More than 950 people have signed the change.org petition that says naming the app after the sacred dance co-opts the Hawaiian culture and is disrespectful.
More than 300 people have signed the petition since a story about the controversy appeared Wednesday in the Honolulu Star-Advertiser.
Bastani also responded to the petition online with an apology, adding that "we are taking your communications very seriously."
"We have already taken steps to gain a better understanding of hula, the Hawaiian culture and its history. We have been in touch with several people that have reached out to us, including Dr. Diane Paloma on a weekly basis," he wrote.
Paloma, the director of Native Hawaiian health for the Queen’s Health Systems, was unavailable for comment this week.
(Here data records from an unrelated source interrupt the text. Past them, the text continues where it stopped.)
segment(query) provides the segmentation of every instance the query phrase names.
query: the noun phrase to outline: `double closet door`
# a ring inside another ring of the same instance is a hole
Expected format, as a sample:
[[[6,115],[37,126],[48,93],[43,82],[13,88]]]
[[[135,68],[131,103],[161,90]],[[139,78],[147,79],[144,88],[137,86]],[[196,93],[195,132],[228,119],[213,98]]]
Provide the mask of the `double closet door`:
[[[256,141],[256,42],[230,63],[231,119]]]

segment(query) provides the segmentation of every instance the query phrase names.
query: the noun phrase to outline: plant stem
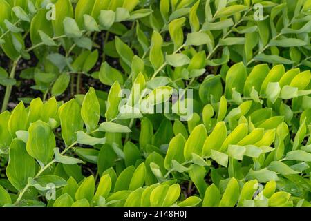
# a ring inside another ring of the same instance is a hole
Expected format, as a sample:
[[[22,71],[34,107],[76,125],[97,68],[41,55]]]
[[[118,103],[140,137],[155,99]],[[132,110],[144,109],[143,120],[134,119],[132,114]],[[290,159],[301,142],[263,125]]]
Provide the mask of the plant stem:
[[[75,93],[75,75],[71,75],[70,76],[70,95],[73,96],[73,94]]]
[[[107,44],[107,42],[108,42],[108,39],[109,39],[109,32],[106,32],[106,35],[105,35],[105,39],[104,39],[104,42],[103,42],[103,45],[102,45],[102,48],[105,48],[105,47],[106,47],[106,44]],[[106,54],[105,54],[105,52],[104,52],[104,50],[103,50],[103,54],[102,54],[102,60],[104,61],[106,61]]]
[[[173,54],[172,55],[174,55],[174,54],[176,54],[176,53],[177,53],[178,51],[180,51],[183,47],[185,47],[185,44],[182,44],[180,47],[179,47],[178,48],[177,48],[177,50],[176,50],[176,51],[174,51],[173,52]],[[152,77],[151,77],[151,80],[152,80],[152,79],[153,79],[156,76],[157,76],[157,75],[159,73],[159,72],[160,72],[161,71],[161,70],[162,69],[163,69],[163,68],[164,67],[165,67],[166,66],[167,66],[167,61],[164,61],[155,72],[154,72],[154,73],[153,73],[153,75],[152,75]]]
[[[76,86],[76,94],[80,93],[80,85],[81,85],[81,74],[77,74],[77,85]]]
[[[10,73],[10,77],[9,77],[10,79],[14,79],[14,77],[15,76],[16,67],[17,67],[17,64],[19,63],[19,61],[20,59],[21,59],[21,57],[19,56],[13,62],[13,64],[12,66],[11,72]],[[10,100],[10,97],[11,95],[11,92],[12,92],[12,87],[13,86],[12,85],[8,85],[8,86],[6,86],[6,93],[4,95],[4,98],[3,98],[3,103],[2,104],[1,112],[3,112],[4,110],[6,110],[6,108],[8,106],[8,102]]]
[[[233,30],[237,26],[238,26],[242,21],[244,21],[244,17],[246,16],[246,15],[247,15],[248,12],[249,12],[249,11],[252,10],[252,8],[250,8],[250,9],[247,10],[247,11],[245,11],[245,12],[244,13],[243,16],[242,17],[242,18],[238,21],[238,22],[236,22],[233,26],[232,28],[231,28],[231,29],[224,35],[223,36],[223,37],[220,39],[220,40],[223,40],[225,39],[227,37],[228,37],[229,35],[230,35]],[[216,52],[216,50],[218,49],[218,48],[220,46],[220,44],[219,43],[220,41],[218,41],[218,44],[217,44],[217,45],[213,48],[213,50],[209,53],[209,55],[207,55],[207,58],[206,58],[206,61],[209,60],[211,57],[214,55],[214,53]],[[191,84],[196,80],[197,77],[194,77],[191,79],[190,82],[188,84],[185,90],[187,90],[187,89],[189,89],[189,88],[191,86]]]
[[[129,123],[129,128],[131,129],[131,128],[132,128],[132,126],[133,126],[133,124],[134,123],[134,118],[131,118],[131,122],[130,122],[130,123]],[[126,137],[125,137],[125,140],[124,140],[124,144],[126,144],[127,142],[128,142],[128,140],[129,140],[129,133],[126,133]]]
[[[77,144],[77,142],[75,142],[73,143],[70,146],[65,148],[60,154],[62,155],[64,155],[66,151],[68,151],[69,149],[73,147]],[[43,172],[44,172],[48,168],[49,168],[50,166],[52,166],[53,164],[56,162],[55,159],[53,159],[52,161],[50,161],[48,164],[45,165],[44,167],[42,167],[39,172],[36,174],[36,175],[33,177],[33,179],[37,178],[40,176],[40,175],[42,174]],[[19,202],[21,200],[21,198],[23,198],[23,195],[25,194],[26,191],[28,189],[28,188],[30,187],[30,185],[29,184],[27,184],[27,185],[25,186],[25,187],[22,189],[21,191],[20,191],[19,197],[17,198],[17,200],[15,202],[15,205],[17,205],[19,203]]]
[[[17,25],[19,21],[21,21],[21,19],[18,19],[15,23],[14,26]],[[0,39],[2,39],[6,35],[8,35],[10,32],[10,30],[7,30],[6,32],[5,32],[3,34],[2,34],[1,36],[0,36]]]
[[[57,37],[53,37],[52,40],[57,40],[57,39],[59,39],[64,38],[66,37],[66,36],[65,35],[59,35],[59,36],[57,36]],[[30,48],[29,48],[28,49],[27,49],[26,50],[26,52],[29,52],[30,51],[34,50],[35,48],[38,48],[38,47],[39,47],[41,46],[43,46],[43,45],[44,45],[44,43],[43,43],[43,42],[38,43],[37,44],[35,44],[35,45],[31,46]]]

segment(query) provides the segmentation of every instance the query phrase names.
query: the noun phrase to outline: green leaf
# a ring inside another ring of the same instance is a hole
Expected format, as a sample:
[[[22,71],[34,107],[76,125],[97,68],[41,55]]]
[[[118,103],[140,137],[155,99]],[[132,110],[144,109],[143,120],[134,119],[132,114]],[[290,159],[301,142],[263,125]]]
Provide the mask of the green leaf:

Bastani said the company name was changed from Qpid.me to Hula six months ago because it sounded too similar to a dating site and because it fit with the launching of the iPhone app.
The connection between helping people easily access their sexually transmitted disease test information and helping them "get lei’d" was only a "tiny" part of why the app’s name was changed to Hula, he said.
Bastani conceded that he appeared in public forums wearing a multicolored plastic lei and playing up the connection between the app and "getting lei’d," but that, he said, has stopped.
In the meantime, the app has gotten nationwide buzz while being featured in Time, Forbes, Scientific American, Men’s Health and other publications.
Bastani said Paloma first contacted the company with her concerns last month.
"This was a complete shock to us," he said.
He said references to "getting lei’d" were removed immediately and the company began communicating with Paloma to better understand the issues.
But a name change is not in the offing, he said, because the name "‘Hula’ correctly conveys a lot of what the app is."
The petition objecting to the app’s name was started in February by three former Kamehameha Schools-Maui students who are now attending college: Guerrero of the University of Hawaii-Hilo, Kaio Tubera of the University of Rochester and Kelly Luis of Columbia University.
The petition says hula is a sacred art form that holds the language, history, music and traditions of the Hawaiian people.
Luis said naming the app Hula is a misappropriation of Hawaiian culture and is especially distasteful considering that Europeans introduced gonorrhea and syphilis to the islands that led to the decimation of 300,000 Hawaiians, according to the petition.